Matt Hougan, chief investment officer at Bitwise, said that recent commitments by U.S. politicians have forced him to reconsider his perspective on bitcoin’s potential. In a July 31 blog post, Hougan wrote that “we’re not optimistic enough” after recent pledges by influential U.S. politicians at a bitcoin conference in Nashville.
Politicians pledge to create bitcoin reserve
The most important of these commitments was Republican candidate Donald Trump ‘s proposal to create a strategic national bitcoin reserve.
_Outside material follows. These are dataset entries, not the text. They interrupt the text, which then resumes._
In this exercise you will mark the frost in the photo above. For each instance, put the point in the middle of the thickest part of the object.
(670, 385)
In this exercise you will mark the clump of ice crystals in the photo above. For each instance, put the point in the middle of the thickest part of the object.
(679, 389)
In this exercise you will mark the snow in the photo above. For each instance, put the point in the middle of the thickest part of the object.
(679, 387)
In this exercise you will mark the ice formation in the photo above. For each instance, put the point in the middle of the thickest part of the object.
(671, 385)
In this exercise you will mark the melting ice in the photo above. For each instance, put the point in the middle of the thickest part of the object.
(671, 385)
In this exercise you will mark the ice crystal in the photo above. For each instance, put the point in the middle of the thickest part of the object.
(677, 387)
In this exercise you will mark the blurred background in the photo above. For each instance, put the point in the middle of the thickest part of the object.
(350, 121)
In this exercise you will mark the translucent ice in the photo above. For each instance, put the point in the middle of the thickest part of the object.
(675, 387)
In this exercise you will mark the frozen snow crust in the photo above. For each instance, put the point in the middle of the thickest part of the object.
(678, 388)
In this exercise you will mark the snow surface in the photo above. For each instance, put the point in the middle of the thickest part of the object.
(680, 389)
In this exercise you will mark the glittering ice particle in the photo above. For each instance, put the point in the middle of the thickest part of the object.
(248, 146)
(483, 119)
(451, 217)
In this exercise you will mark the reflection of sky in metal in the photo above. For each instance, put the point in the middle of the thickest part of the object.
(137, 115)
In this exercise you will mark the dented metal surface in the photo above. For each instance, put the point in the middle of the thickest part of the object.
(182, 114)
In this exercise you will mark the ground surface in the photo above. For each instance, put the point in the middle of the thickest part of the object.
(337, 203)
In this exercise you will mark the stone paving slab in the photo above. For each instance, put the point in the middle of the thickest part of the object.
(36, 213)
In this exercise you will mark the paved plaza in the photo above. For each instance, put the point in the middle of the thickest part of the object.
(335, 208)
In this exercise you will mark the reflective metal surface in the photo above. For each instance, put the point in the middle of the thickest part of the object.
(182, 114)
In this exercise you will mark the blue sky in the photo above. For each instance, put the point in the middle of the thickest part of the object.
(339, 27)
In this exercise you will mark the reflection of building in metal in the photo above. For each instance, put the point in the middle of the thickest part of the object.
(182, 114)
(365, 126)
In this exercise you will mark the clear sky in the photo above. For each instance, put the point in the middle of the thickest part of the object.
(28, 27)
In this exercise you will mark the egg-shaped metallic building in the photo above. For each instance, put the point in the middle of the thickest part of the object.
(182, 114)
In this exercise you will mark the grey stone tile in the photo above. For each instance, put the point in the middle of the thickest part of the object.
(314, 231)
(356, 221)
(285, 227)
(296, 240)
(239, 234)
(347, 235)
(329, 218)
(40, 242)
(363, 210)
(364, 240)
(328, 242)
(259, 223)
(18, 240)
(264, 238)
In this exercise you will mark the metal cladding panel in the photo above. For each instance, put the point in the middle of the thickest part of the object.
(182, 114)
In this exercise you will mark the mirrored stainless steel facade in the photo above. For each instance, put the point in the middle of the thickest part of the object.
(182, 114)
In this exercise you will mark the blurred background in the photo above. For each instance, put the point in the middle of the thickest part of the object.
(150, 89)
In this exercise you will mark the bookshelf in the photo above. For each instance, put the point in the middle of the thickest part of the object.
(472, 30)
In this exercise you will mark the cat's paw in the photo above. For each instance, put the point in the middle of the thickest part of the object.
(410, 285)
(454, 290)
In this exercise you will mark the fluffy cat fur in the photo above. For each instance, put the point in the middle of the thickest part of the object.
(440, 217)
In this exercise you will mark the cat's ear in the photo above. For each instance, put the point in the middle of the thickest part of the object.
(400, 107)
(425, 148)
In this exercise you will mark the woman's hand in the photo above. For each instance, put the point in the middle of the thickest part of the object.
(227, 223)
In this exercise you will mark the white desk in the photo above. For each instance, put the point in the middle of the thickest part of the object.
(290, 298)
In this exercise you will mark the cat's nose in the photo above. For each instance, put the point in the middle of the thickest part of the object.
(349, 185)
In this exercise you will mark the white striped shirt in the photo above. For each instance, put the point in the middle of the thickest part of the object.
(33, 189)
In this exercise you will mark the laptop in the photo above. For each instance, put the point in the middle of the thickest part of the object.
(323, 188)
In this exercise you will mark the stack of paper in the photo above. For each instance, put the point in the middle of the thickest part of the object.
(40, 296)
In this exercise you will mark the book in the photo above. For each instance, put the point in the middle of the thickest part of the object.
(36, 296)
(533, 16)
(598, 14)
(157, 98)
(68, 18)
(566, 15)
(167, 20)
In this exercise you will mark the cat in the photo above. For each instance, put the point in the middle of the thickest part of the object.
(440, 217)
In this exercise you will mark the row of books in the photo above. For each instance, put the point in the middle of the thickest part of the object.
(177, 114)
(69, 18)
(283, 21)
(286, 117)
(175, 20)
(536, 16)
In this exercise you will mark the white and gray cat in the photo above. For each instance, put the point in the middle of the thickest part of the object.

Wyoming Senator Cynthia Lummim also unveiled a bitcoin reserve bill aimed at addressing the country’s staggering $35 trillion debt crisis.
In addition, independent candidate Robert F. Kennedy Jr. has pledged to require the Treasury to purchase 500 bitcoin per day until at least 4 million bitcoins have been accumulated.
“Just a year ago, these ideas would have seemed like mere fantasies. However, given recent events, they seem increasingly likely,” Hougan said.
He highlighted the transformation from the time of the FTX bankruptcy, Bitcoin was valued at $17,000, and skeptics scolded the cryptocurrency world, to the current scenario in which politicians are openly discussing plans similar to the establishment of a “Bitcoin Knox Fort.”
Hougan highlighted the evolving landscape. He pointed to the U.S. Department of Justice’s recent cooperation with Coinbase, a move that followed a lawsuit by the U.S. securities regulator against the platform for allegedly operating as an unregistered securities exchange.
While Hougan acknowledged that some politicians may not support Bitcoin, but rather benefit from its growing popularity, he suggested that politicians’ positioning on the spectrum may be irrelevant. “Politicians are embracing cryptocurrencies because Americans are embracing cryptocurrencies,” he said.
At the Bitcoin 2024 conference, Michael Saylor, the visionary behind MicroStrategy’s Bitcoin investment strategy, predicted that Bitcoin will grow to $13 million by 2045. His more optimistic forecast, a “bull case,” set the target price even higher, at $49 million.
This amount closely matches a recent forecast by crypto asset manager VanEck, which predicted that Bitcoin could reach $52 million by 2050.
Despite the optimism, Bitcoin has seen a decline of more than 8% since nearly reaching $70,000 on July 29 and remains 13.4% below its all-time record of $73,737 set on March 14, according to data from CoinGecko.
Digital asset products continue streak of inflows
The digital asset investment landscape continues to attract strong interest, with inflows maintaining a positive trajectory for the fourth week in a row. The sector saw inflows of $245 million last week, with year-to-date (YTD) inflows reaching a record $20.5 billion.
Bitcoin products continue to attract significant investment. Last week alone, Bitcoin recorded inflows of $519 million, bringing its month-to-date inflows to $3.6 billion, and year-to-date inflows to an unprecedented $19 billion.
The increase in investment is believed to be due to the political climate in the United States, particularly comments from the election campaign suggesting that bitcoin may be considered a strategic reserve asset.
In addition, the expectation of a potential rate cut by the Federal Reserve in September 2024 has strengthened investor attitudes toward Bitcoin.